着物を着ると、なんだか気持ちがシャキッとする。帯で胴を締めるせいかもしれないし、普段と違う格好をしているせいかもしれない。

 着物での外出は人に見られるから緊張するが、特別感がさらに増して高揚する。
 地味に生きてきたつもりだが、本質は目立ちたがりだったのかな、なんて思う。
 改札を出ると、待ち合わせの相手はすぐに見つかった。

 彼女もまた着物姿だった。
 白いビーズの半衿に朝顔の描かれた藤色の絽の着物、縦ストライプの若草色の帯。
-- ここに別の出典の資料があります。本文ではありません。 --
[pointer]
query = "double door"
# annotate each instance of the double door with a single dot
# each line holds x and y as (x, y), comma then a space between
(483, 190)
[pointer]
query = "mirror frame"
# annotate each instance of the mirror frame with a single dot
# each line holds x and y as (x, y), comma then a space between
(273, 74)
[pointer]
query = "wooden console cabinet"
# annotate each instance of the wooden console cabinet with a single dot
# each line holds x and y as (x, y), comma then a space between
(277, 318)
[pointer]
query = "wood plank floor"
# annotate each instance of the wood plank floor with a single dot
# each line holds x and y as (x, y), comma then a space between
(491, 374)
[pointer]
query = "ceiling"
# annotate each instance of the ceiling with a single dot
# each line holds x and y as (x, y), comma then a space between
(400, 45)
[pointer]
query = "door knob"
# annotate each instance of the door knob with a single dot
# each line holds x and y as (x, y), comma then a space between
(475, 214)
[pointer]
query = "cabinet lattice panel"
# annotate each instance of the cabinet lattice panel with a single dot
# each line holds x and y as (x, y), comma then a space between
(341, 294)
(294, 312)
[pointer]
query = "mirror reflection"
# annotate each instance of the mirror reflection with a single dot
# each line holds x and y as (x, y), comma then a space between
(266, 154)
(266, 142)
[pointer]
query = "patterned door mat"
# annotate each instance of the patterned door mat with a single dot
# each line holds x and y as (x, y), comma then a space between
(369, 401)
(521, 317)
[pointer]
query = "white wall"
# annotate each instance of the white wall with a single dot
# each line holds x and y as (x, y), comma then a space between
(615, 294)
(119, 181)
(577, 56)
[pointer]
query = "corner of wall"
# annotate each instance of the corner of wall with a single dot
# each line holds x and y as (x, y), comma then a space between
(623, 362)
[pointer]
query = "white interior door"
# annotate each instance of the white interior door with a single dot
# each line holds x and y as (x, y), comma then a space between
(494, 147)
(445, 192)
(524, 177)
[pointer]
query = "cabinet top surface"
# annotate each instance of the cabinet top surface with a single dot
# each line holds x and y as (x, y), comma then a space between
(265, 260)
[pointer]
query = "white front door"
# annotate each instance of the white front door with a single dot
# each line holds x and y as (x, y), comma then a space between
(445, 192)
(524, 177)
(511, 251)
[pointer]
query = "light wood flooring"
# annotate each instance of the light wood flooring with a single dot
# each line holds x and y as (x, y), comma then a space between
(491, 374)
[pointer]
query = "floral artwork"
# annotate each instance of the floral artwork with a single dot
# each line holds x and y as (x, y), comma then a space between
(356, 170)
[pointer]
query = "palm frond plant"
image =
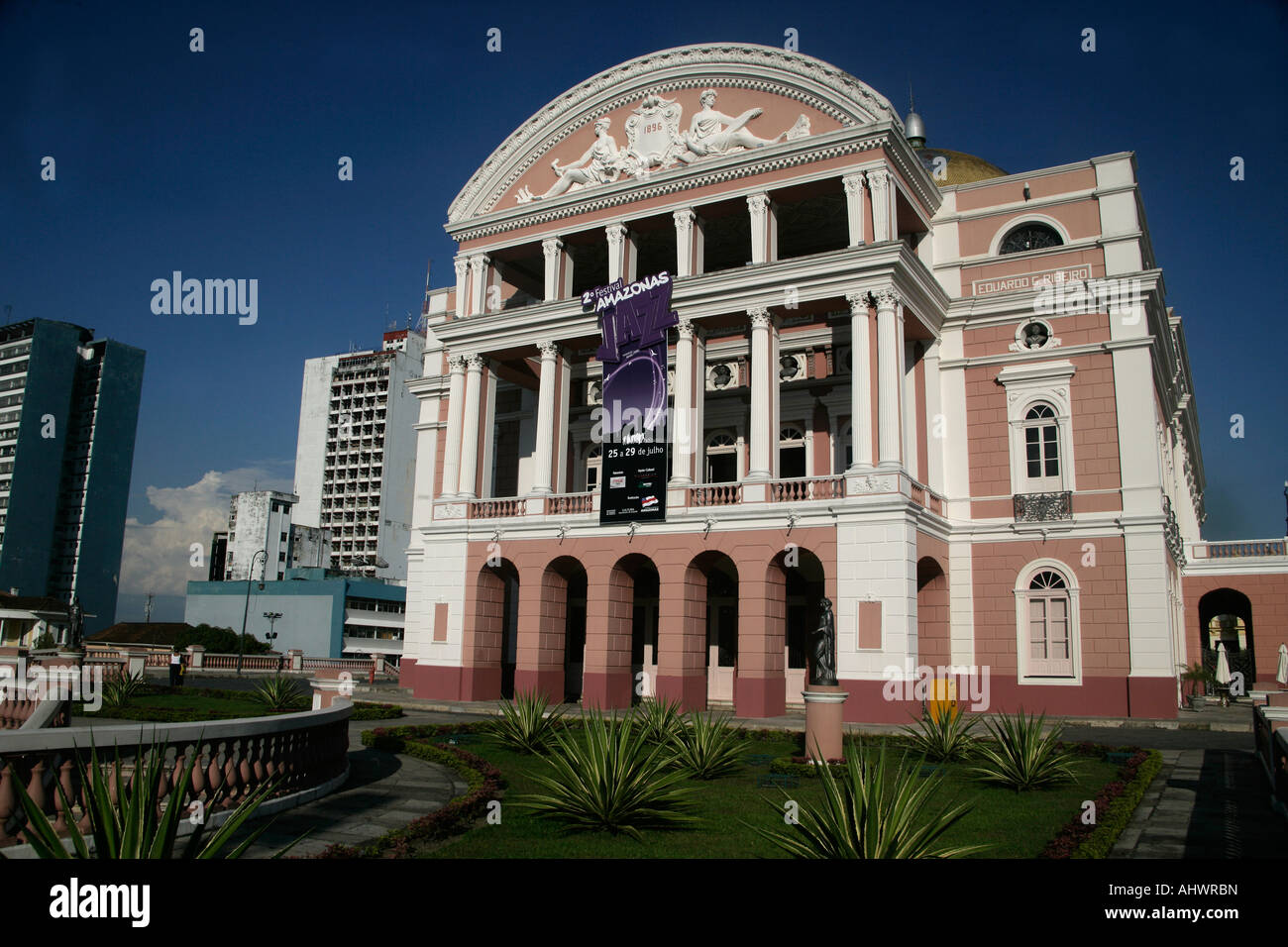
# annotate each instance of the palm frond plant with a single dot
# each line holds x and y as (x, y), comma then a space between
(707, 746)
(872, 810)
(609, 779)
(120, 689)
(524, 725)
(136, 825)
(279, 693)
(658, 719)
(943, 737)
(1020, 757)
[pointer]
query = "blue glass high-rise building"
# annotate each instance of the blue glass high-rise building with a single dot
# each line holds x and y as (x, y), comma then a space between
(68, 411)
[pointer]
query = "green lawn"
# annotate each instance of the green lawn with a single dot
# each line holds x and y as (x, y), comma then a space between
(1013, 825)
(196, 703)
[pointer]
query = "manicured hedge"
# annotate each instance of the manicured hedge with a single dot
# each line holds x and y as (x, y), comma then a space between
(1115, 805)
(484, 785)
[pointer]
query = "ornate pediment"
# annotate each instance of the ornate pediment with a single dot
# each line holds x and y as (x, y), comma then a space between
(664, 112)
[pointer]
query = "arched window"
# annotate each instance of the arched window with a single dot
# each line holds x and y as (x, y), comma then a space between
(1047, 624)
(721, 459)
(1029, 236)
(1042, 449)
(791, 453)
(593, 463)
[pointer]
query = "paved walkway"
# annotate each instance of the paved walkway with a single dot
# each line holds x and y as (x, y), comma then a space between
(1206, 804)
(384, 791)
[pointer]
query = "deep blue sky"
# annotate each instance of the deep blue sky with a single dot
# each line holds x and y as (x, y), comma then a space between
(223, 163)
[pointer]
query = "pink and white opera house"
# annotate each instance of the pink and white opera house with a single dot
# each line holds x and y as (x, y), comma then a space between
(951, 399)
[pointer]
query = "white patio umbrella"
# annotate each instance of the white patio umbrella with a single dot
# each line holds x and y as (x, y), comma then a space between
(1223, 671)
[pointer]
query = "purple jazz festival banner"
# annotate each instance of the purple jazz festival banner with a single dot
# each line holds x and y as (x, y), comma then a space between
(634, 428)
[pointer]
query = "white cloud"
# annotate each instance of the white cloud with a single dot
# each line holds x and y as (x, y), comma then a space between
(158, 556)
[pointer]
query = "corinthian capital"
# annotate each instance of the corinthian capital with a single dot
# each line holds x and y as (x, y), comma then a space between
(887, 298)
(859, 302)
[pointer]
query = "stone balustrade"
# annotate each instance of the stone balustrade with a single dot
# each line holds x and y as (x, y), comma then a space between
(308, 751)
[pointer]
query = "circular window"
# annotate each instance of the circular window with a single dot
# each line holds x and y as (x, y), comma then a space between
(1029, 237)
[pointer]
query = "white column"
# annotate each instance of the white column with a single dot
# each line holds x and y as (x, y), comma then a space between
(879, 180)
(545, 418)
(478, 283)
(471, 427)
(553, 250)
(616, 250)
(761, 375)
(861, 382)
(759, 208)
(463, 269)
(682, 431)
(854, 205)
(889, 379)
(455, 415)
(684, 241)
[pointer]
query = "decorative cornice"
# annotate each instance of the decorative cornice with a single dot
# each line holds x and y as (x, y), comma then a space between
(859, 302)
(662, 184)
(835, 93)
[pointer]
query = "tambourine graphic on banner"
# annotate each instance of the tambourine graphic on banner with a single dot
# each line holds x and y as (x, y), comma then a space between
(639, 381)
帯締めは着物の青い朝顔から色をとって青藍(せいらん)、帯揚げはそれより薄い天色(あまいろ)、帯留めはガラス製だった。着物の袖からはレース生地のつけ袖が覗き、短めに着つけた着物の裾にもレースがちら見えしている。ショートヘアにベレー帽がとても似合っていた。バッグは以前にもみたことがある、母から譲られたという山葡萄(やまぶどう)のカゴバックだ。

「お待たせー!」
 小さく手を振って彼女に歩み寄る。
 一言投稿サイトを介して知り合った友達、岳河黎奈(たけかわれいな)だ。

「素敵な着物!」
 会うなり黎奈はそう言ってくれた。
「ありがとう。でもおはしょりがうまくできなくて」
 紗都は恥ずかしそうに答えた。

 おはしょりとは着物を着るときに折り返した部分のことだが、綺麗に整えるのが苦手だった。
「きれいに着れてるよ」
 黎奈はにっこりと笑った。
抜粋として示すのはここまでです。